Monetianthus Temporal range: Early Cretaceous (Aptian-Albian)

Scientific classification
- Kingdom: Plantae
- Clade: Tracheophytes
- Clade: Angiosperms
- Order: Nymphaeales
- Family: Nymphaeaceae
- Genus: †Monetianthus Friis et al.
- Species: †M. mirus
- Binomial name: †Monetianthus mirus Friis et al.

= Monetianthus =

- Genus: Monetianthus
- Species: mirus
- Authority: Friis et al.
- Parent authority: Friis et al.

Species of aquatic plant

Monetianthus mirus was a species of fossil plant, which occurred in the early Cretaceous period of Portugal.

==Description==
===Generative characteristics===
Monetianthus mirus had small, bisexual, actinomorphic flowers with 9-10 tepals. The androecium consists of 20 stamens. The pollen grains are monocolpate and reticulate. The gynoecium consists of 12 syncarpous carpels. The ovules are anatropous.

==Taxonomy==
===Publication===
It was published by Else Marie Friis, Kaj Raunsgaard Pedersen, Maria von Balthazar, Guido W. Grimm, and Peter Robert Crane in 2009.

===Type specimen===
The type specimen was collected in Vale de Agua in western Portugal.
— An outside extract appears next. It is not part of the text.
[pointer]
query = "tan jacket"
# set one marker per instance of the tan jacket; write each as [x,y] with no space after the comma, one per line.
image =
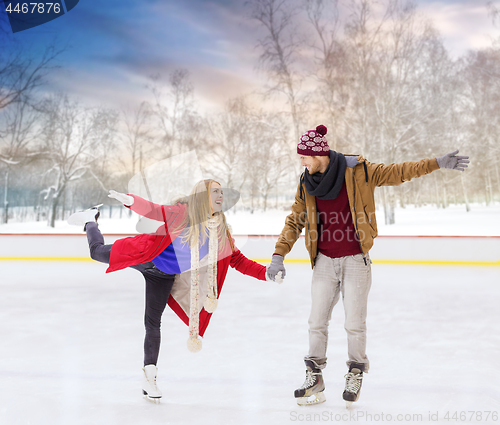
[361,182]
===Position within Nymphaeales===
It is placed in the family Nymphaeaceae. Alternatively, it has been proposed to include this genus in a newly described family Monetianthaceae Doweld.

==Etymology==
The generic name Monetianthus honours Claude Monet. The specific epithet mirus, from the Latin mirus, means wonderful, remarkable, or extraordinary.